The lawsuit marks the first major legal challenge by a Chinese smartphone maker against Samsung, which has dominated world-wide sales over the past several years. Chinese companies have growing ambitions in the smartphone world, where major players like Huawei are investing billions of dollars to beef up patent portfolios that enable them to compete with Samsung and Apple Inc. in overseas markets.
Huawei said it is seeking compensation for Samsung’s alleged infringement of 11 of its patents related to smartphones and cellular networks. The lawsuit covers Samsung’s use of cellular network protocol that Huawei says helps ensure uninterrupted phone service on 4G LTE networks. Huawei alleges that Samsung has used this technology on its flagship products, dating back to the Galaxy S II handset that it released five years ago.
“Samsung and its affiliates have earned billions of dollars by selling…products that use Huawei’s technology,” Huawei said in the lawsuit, which was filed in the U.S. District Court for the Northern District of California.

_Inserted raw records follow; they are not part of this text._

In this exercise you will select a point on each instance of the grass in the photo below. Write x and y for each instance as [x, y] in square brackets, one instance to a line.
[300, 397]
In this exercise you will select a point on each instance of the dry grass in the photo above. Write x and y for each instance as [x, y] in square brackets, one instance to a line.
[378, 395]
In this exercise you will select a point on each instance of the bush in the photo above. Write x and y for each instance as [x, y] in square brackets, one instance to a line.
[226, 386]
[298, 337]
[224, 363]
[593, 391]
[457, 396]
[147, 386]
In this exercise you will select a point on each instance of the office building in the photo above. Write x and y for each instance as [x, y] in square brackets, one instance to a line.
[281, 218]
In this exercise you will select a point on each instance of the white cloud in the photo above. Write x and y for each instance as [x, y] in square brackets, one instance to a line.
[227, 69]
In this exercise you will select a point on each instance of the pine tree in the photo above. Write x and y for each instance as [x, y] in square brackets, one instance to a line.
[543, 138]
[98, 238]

“We hope Samsung will respect Huawei’s R&D investment and patents, stop infringing our patents and get the necessary license from Huawei, and work together with Huawei to jointly drive the industry forward,” Ding Jianxing, Huawei’s president of intellectual property rights, said in a statement.

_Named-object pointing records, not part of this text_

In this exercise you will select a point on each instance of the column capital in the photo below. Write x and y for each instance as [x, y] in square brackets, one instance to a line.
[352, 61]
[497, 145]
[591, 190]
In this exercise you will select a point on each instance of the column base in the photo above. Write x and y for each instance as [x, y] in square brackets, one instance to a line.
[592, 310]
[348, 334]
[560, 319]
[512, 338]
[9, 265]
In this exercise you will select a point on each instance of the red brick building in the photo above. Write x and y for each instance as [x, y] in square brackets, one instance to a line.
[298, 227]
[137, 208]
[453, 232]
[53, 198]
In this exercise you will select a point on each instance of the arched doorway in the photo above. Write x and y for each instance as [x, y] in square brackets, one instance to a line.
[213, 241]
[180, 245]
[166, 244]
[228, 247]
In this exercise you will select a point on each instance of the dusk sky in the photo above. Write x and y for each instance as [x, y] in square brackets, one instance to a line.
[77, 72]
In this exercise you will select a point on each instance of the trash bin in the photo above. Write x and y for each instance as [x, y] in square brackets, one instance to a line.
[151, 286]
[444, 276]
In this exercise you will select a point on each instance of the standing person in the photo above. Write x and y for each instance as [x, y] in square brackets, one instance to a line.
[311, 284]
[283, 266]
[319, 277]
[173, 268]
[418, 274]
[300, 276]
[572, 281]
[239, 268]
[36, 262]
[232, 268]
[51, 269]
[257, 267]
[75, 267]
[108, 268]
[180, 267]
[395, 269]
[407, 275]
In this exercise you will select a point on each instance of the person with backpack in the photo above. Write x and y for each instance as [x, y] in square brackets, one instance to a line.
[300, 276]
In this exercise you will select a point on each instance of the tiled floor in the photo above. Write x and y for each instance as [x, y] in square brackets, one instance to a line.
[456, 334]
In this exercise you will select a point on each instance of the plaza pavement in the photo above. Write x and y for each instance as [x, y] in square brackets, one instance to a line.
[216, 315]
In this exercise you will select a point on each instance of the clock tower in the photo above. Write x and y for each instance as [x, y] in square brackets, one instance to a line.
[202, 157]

A spokeswoman for Samsung said the company “will thoroughly review the complaint and take appropriate action to defend Samsung’s business interests.”
Shenzhen-based Huawei also filed a lawsuit against Samsung in China, in the Shenzhen Intermediate People’s Court. Huawei filed the suits in the U.S. and China because those are two of Samsung’s—and the world’s—largest markets for smartphones.

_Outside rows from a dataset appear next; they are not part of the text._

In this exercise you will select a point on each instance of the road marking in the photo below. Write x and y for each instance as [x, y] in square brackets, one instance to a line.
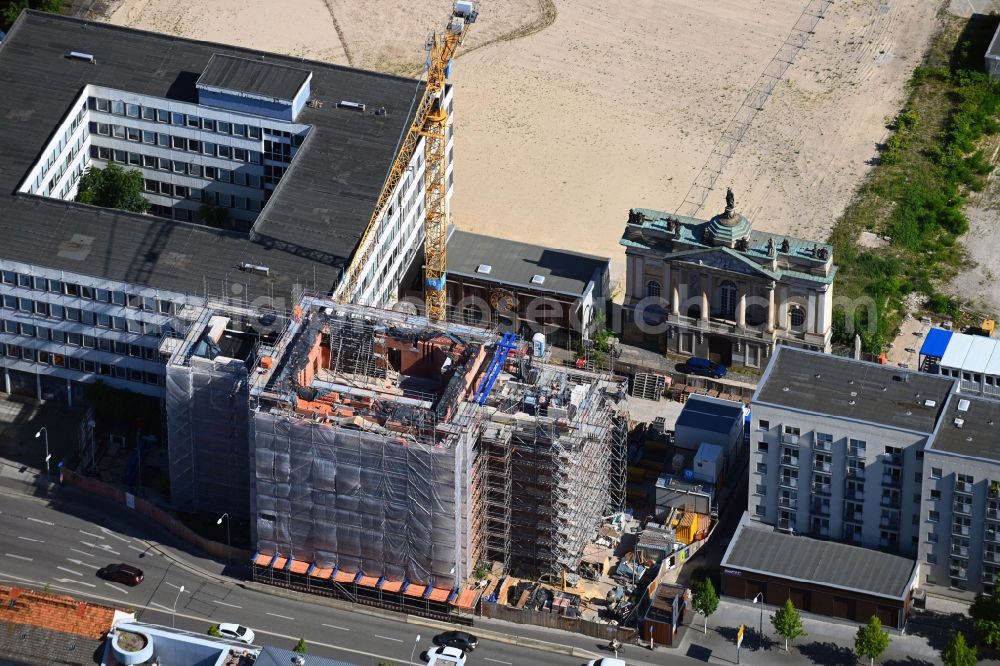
[113, 535]
[75, 582]
[81, 563]
[223, 603]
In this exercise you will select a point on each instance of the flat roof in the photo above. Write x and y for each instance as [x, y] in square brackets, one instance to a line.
[843, 387]
[935, 343]
[254, 77]
[977, 435]
[515, 263]
[307, 231]
[764, 550]
[711, 414]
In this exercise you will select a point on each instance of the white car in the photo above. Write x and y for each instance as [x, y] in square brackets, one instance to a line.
[236, 632]
[445, 656]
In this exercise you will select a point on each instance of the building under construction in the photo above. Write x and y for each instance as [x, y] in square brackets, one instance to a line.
[386, 453]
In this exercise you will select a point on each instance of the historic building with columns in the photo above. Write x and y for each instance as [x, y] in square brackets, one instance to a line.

Huawei is the world’s third-largest smartphone maker by sales, with a 8.3% market share in the first quarter, up from 5.4% a year earlier, according to data provider Gartner. Samsung had a 23% market share, followed by Apple with a 15% share. The next biggest players, Oppo Mobile Telecommunications Corp. and Xiaomi Corp., are also Chinese.
Samsung and Huawei both make handsets that run Android, the dominant mobile-operating system controlled by Alphabet Inc. ’s Google unit. Last year, Huawei spent $9.2 billion in research and development, while Samsung devoted about $12.5 billion.
Both companies have signed a number of patent agreements with other industry players, limiting friction between companies that manufacture smartphones that rely on hundreds of patents to work well. Earlier this year, Huawei reached a patent-licensing agreement with Apple, and the U.S. company pays royalties for Huawei’s patents, according to a person with knowledge of the matter.
Samsung has had to spend heavily to defend itself from patent-infringement claims. A long-running patent dispute with Apple is set to come before the U.S. Supreme Court in its next term, which begins in October.